Overall accuracies of habitat classifications were good, with error rates similar to or better than the earlier classification (>73 % and kappa values > 0.58 for both study localities). The RapidEye classification failed to accurately detect Pyura and reef habitat classes at the Corner Inlet locality, possibly due to differences in spectral frequencies. For comparison, these categories were combined into a ‘non-seagrass’ category, similar to the one used at the Nooramunga locality in the original classification. Habitats predicted with highest accuracies differed from the earlier classification and were Posidonia in Corner Inlet (89%), and bare sediment (no-visible seagrass class) in Nooramunga (90%). In the Corner Inlet locality reef and Pyura habitat categories were not distinguishable in the repeated classification and so were combined with bare sediments. The majority of remaining classification errors were due to the misclassification of Zosteraceae as bare sediment and vice versa. Dominant habitats were the same as those from the 2011 classification with some differences in extent. For the Corner Inlet study locality the no-visible seagrass category remained the most extensive (9059 ha), followed by Posidonia (5,513 ha) and Zosteraceae (5,504 ha). In Nooramunga no-visible seagrass (6,294 ha), Zosteraceae (3,122 ha) and wet saltmarsh (1,562 ha) habitat classes were most dominant.

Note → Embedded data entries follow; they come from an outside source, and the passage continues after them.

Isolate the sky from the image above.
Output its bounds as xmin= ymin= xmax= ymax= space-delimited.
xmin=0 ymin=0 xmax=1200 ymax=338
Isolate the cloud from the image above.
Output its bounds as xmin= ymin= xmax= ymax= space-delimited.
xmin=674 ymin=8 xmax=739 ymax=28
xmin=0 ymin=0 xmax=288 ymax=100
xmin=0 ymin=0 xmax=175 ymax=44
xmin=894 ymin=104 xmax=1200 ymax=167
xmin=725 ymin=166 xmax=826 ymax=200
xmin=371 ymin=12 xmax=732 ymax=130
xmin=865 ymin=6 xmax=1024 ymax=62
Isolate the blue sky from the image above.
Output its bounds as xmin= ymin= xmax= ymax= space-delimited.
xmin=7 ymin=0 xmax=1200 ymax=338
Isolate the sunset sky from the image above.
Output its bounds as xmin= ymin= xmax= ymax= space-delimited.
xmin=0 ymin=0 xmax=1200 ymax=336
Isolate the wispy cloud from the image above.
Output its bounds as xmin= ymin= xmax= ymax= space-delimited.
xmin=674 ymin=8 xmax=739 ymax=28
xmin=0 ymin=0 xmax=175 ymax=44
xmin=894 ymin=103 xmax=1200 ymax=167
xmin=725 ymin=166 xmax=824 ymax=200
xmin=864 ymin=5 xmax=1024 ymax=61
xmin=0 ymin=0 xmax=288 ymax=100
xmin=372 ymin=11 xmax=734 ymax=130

Change detection analyses between the 2009 and 2011 imagery were undertaken as part of this project, following the analyses presented in Monk et al. (2011) and incorporating error estimates from both classifications. These analyses indicated some shifts in classification between Posidonia and Zosteraceae as well as a general reduction in the area of Zosteraceae. Issues with classification of mixed beds were apparent, particularly in the main Posidonia bed at Nooramunga where a mosaic of Zosteraceae and Posidonia was seen that was not evident in the ALOS classification. Results of a reanalysis of the 1998-2009 change detection illustrating effects of binning of mixed beds is also provided as an appendix.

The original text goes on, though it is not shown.